“Nos données personnelles devraient être payantes”

Les inégalités entre les riches et les pauvres risquent de se creuser encore davantage avec la révolution de l’automatisation. Dans ce contexte, il sera sans doute nécessaire de trouver des solutions pour éviter le risque d’exclusion des masses, et pour beaucoup d’économistes, la solution serait la création d’un revenu de base minimum. Mais se pose alors la question du financement d’un tel projet. Manuel Ochoa Ayala, un chercheur de l’Economic and Business Research Institute, propose de rendre payantes les données personnelles exploitées par les firmes du secteur du numérique.

Actuellement, nous remettons ces données gratuitement aux grandes entreprises de technologie, qui les exploitent pour concevoir des services plus personnalisés, mais surtout pour les revendre à des annonceurs, qui peuvent ainsi cibler plus précisément leurs messages publicitaires.

Des montants de données colossaux, sans contrepartie

Peu d’utilisateurs réalisent le volume colossal de la masse de données qu’ils cèdent sans aucune contrepartie aux firmes du numérique. Nous avons tous tendance à penser que notre utilisation gratuite des services fournis par Google et Facebook compense cette concession. Mais il n’en est rien, et il suffit de regarder les valorisations de marché stratosphériques de ces entreprises pour le comprendre.

Des travaux de recherche de l’écrivain technologique Bernard Marr montrent que nous produisons quotidiennement près de 2,5 milliards d’octets de données personnelles. De son côté, Google traite plus de 40 000 recherches par seconde, tandis que près de 1,4 milliard de personnes utilisent Facebook chaque jour. Chaque minute, nous envoyons 16 millions de SMS, passons 154 200 appels sur Skype, envoyons 156 millions d’emails, et effectuons 45 788 courses sur Uber. En quelques années, nous avons créé plus de données qu’au cours de toute l’histoire de l’humanité. Et ce n’est pas fini, puisqu’avec l’Internet des Objets, nous devrions prochainement en produire encore davantage.

Aucune contrepartie n’est offerte contre ces données, si ce n’est des services « gratuits », en pratique destinés à collecter encore plus de données. « Les grandes entreprises technologiques sont les véritables gagnants dans un monde de données libre et cela pourrait créer un monde plus inégalitaire, à une époque où nous avons besoin d’un capitalisme inclusif », écrit M. Ochoa Ayala.

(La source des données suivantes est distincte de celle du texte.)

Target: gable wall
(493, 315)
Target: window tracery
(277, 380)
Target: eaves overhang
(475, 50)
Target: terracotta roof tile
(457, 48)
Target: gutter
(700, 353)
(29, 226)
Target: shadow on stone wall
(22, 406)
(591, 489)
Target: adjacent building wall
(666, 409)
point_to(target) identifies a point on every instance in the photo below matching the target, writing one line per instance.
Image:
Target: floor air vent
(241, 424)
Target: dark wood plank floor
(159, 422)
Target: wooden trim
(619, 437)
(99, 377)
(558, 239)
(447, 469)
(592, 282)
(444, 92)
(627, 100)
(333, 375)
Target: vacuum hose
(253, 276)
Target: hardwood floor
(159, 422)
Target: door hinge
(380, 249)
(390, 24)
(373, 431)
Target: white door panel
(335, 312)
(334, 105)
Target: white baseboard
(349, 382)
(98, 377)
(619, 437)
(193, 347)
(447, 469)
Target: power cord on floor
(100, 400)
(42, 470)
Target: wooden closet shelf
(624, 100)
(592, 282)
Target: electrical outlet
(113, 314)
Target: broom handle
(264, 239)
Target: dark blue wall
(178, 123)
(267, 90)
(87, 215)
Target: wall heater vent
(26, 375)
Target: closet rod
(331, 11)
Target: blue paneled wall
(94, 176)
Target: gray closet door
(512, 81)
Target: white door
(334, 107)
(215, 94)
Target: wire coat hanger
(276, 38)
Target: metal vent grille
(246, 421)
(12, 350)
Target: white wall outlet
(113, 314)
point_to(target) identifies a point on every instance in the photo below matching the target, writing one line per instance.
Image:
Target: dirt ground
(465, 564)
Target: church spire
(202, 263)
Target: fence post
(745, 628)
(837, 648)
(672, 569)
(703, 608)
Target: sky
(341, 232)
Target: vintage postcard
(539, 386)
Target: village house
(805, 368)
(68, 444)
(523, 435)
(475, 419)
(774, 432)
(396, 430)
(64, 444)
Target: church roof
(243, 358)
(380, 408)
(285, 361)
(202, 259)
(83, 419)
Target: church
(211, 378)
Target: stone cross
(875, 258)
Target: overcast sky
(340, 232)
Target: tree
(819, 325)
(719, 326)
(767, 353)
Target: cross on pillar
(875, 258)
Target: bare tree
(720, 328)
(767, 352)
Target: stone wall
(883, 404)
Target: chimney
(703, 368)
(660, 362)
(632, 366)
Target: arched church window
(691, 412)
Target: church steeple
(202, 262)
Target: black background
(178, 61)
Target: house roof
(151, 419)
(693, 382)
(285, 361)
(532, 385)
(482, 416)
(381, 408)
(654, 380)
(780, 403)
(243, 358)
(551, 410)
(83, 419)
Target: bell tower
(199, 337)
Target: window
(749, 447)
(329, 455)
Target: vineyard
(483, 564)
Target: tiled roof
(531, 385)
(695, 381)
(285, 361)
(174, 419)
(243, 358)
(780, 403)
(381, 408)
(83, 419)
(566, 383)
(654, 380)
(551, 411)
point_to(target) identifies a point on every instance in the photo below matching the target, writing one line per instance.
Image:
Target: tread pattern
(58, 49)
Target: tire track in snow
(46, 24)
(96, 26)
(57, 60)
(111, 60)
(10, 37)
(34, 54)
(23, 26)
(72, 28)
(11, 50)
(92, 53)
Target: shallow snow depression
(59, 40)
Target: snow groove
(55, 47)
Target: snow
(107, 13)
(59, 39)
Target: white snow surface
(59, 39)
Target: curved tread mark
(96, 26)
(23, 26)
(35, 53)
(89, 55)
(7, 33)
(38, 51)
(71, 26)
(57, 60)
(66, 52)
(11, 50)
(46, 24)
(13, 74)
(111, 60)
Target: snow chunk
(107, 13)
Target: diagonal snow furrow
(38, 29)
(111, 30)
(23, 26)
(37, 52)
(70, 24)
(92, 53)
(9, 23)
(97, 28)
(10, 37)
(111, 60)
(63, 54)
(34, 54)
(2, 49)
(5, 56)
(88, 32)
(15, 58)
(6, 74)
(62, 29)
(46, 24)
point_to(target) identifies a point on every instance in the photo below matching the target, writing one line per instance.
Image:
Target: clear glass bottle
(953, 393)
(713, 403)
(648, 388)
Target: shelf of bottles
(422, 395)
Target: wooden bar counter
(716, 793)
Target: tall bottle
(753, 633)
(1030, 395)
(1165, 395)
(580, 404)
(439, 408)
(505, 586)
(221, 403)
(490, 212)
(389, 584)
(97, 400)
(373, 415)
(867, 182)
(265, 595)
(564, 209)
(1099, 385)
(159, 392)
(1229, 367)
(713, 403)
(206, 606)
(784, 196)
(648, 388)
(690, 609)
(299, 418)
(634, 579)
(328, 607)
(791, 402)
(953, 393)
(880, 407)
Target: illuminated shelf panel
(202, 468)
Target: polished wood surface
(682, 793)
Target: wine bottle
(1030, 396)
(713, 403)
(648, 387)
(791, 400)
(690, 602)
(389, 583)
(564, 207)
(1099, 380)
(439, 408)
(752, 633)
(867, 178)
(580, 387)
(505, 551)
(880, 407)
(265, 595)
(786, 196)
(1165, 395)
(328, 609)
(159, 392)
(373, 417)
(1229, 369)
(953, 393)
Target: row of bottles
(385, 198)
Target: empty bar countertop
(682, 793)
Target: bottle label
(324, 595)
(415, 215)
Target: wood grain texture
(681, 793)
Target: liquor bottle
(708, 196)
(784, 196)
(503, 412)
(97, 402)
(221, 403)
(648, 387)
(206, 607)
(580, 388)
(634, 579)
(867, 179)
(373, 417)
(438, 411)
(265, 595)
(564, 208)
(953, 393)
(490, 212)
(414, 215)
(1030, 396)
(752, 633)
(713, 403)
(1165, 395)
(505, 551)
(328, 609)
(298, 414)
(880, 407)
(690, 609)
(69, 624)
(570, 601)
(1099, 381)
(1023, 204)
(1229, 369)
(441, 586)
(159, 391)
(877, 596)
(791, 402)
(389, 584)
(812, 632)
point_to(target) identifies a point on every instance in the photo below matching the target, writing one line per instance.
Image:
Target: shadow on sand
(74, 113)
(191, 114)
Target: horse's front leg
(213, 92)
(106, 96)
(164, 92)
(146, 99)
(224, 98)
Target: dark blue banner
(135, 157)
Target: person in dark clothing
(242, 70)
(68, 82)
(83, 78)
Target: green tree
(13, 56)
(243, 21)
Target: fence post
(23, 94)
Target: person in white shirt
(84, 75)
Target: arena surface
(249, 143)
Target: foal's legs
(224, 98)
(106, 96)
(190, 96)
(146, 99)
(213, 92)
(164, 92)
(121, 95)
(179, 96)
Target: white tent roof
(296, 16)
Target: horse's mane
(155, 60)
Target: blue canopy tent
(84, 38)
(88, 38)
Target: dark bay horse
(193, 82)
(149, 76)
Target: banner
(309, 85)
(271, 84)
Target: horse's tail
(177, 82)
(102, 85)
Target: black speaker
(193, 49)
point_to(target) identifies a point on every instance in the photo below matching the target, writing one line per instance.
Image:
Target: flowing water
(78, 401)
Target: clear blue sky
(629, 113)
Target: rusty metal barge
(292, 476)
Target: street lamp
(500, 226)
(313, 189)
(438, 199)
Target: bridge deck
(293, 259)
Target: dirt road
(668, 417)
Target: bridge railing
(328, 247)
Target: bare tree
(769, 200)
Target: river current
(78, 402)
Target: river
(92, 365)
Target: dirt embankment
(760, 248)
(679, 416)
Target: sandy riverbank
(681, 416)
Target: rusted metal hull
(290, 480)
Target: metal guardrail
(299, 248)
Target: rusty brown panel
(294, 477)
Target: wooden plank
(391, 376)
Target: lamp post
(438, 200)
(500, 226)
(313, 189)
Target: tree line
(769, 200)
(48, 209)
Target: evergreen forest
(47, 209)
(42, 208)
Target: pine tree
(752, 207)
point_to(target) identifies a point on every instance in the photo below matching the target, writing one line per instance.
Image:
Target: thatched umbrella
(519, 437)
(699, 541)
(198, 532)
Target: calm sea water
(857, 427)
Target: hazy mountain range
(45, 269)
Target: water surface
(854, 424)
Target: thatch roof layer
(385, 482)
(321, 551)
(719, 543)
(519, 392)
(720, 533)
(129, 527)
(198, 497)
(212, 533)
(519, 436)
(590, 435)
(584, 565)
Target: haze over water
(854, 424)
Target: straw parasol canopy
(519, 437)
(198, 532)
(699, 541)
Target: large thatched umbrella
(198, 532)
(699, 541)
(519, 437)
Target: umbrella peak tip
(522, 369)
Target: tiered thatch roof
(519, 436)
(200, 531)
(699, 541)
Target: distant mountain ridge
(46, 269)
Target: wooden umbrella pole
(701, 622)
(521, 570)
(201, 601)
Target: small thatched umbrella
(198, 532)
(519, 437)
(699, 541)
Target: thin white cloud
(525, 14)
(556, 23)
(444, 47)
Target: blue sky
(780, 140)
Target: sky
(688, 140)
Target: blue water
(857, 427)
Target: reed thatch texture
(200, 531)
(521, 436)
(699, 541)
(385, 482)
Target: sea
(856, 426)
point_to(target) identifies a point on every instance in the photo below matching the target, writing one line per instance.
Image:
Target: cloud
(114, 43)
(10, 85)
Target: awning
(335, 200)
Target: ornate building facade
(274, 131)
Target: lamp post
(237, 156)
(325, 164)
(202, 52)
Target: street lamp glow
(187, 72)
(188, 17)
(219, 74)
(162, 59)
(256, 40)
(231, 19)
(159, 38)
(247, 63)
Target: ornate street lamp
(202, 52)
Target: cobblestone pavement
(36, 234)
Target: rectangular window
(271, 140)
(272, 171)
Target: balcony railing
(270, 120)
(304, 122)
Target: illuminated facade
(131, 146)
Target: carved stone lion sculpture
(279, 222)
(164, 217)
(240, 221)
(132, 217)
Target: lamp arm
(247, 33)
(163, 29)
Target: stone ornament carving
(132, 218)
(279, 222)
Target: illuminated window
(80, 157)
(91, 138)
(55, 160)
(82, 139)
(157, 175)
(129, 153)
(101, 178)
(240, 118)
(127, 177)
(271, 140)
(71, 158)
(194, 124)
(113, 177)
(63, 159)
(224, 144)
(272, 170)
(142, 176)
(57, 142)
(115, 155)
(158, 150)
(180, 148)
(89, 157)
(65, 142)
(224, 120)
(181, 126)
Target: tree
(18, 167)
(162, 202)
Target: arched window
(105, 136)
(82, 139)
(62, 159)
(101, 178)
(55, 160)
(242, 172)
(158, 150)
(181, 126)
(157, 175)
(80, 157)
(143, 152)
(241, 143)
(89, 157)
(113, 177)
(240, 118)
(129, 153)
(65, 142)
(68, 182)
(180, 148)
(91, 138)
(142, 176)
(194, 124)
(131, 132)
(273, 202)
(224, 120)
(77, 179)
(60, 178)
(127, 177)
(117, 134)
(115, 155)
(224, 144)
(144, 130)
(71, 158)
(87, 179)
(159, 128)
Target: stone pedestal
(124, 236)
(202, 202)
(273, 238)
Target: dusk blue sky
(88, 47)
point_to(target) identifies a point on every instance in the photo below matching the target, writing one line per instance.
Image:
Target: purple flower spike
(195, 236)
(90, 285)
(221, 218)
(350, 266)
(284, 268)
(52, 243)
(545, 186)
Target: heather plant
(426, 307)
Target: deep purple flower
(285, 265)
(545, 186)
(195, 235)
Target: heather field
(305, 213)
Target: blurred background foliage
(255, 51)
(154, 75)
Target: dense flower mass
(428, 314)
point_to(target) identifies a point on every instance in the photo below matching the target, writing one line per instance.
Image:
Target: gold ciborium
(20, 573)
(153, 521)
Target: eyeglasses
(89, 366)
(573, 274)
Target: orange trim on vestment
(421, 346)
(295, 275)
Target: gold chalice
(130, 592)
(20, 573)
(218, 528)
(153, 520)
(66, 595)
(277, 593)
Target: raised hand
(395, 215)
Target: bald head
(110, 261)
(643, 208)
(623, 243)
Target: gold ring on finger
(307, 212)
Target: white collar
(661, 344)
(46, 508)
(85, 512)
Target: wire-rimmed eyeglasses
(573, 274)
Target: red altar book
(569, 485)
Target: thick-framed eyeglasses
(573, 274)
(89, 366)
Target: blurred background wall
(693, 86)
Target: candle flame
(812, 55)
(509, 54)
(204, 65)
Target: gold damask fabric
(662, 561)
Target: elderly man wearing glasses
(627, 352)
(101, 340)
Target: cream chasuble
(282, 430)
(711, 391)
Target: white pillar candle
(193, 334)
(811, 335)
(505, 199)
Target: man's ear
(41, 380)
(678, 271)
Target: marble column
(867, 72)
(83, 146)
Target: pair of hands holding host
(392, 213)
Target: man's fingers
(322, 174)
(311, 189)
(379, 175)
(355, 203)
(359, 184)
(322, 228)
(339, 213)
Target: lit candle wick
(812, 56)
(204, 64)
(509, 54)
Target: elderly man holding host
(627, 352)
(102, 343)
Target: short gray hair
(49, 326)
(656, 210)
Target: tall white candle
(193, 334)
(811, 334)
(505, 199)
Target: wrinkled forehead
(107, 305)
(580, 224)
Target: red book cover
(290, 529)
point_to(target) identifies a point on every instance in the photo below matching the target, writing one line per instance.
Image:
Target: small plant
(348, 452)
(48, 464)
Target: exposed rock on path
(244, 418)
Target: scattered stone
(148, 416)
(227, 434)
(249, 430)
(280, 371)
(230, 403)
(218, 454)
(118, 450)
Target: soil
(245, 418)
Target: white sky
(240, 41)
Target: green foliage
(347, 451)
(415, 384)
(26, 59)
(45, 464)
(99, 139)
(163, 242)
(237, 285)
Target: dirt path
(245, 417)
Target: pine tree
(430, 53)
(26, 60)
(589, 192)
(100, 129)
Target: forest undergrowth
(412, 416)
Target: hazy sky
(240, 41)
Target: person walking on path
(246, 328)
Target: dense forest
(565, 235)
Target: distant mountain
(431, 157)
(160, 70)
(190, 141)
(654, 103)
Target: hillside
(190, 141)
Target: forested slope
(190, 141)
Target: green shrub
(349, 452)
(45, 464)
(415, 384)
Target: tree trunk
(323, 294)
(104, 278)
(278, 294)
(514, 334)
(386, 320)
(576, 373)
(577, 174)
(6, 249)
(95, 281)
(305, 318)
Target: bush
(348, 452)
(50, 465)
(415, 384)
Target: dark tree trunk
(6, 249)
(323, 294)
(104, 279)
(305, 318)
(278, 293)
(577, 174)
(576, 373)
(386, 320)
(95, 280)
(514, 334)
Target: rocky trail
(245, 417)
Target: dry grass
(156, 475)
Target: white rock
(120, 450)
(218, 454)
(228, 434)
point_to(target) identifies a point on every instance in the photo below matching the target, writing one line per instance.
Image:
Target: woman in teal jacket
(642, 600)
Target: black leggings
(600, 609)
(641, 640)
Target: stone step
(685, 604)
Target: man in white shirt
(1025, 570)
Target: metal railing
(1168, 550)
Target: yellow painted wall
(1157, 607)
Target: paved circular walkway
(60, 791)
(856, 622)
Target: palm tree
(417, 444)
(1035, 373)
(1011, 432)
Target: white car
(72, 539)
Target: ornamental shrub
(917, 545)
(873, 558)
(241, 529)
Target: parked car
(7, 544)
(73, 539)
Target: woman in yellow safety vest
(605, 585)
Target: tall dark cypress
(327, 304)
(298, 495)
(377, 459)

Il est nécessaire de changer de modèle

Or, des travaux sur la productivité aux États-Unis montrent que ces données gratuites sont un frein pour la croissance de la productivité. Si l’on veut stimuler une croissance qui profite à tous, il faut changer de modèle.

Cela est d’autant plus vrai que l’automatisation, et les destructions d’emplois qu’elle entraîne, génère une frustration qui alimente le rejet de la mondialisation et des institutions. Ces sentiments négatifs favorisent la montée en puissance de partis nationalistes populistes opposés au libre-échange.

La quatrième révolution industrielle, fondée sur l’intelligence artificielle, nécessite des quantités colossales de données pour l’apprentissage des machines. La création d’un revenu de base universel fondé sur les données produites par les individus permettrait de répondre au besoin d’un modèle économique plus inclusif pour aplanir les inégalités de revenus, tout en fournissant aux sociétés des technologies la masse de données dont elles ont besoin pour les développements de ces nouvelles applications.

Une nouvelle source d’emplois bien rémunérés

Dans leur ouvrage « Radical Markets » paru en 2018, Eric Posner et Glen Weyl affirment que la rétribution des individus pour leurs données personnelles permettrait d’augmenter le revenu médian des ménages américains de 20 000 dollars. Il s’agit d’une augmentation plus importante que celle que l’on a constatée pendant la période de l’après-guerre.

« Si cette idée est mise en œuvre, les données, de même que l’intelligence artificielle, seront considérées comme une nouvelle source d’emplois bien rémunérés et de suppléments de revenu, plutôt que comme une menace pour les personnes et les travailleurs. La valeur de l’économie numérique serait partagée entre les producteurs de données citoyens, créant ainsi une économie plus juste pour tous. Une nouvelle ère de croissance économique et de développement technologique pourrait être atteinte », conclut M. Ochoa Ayala.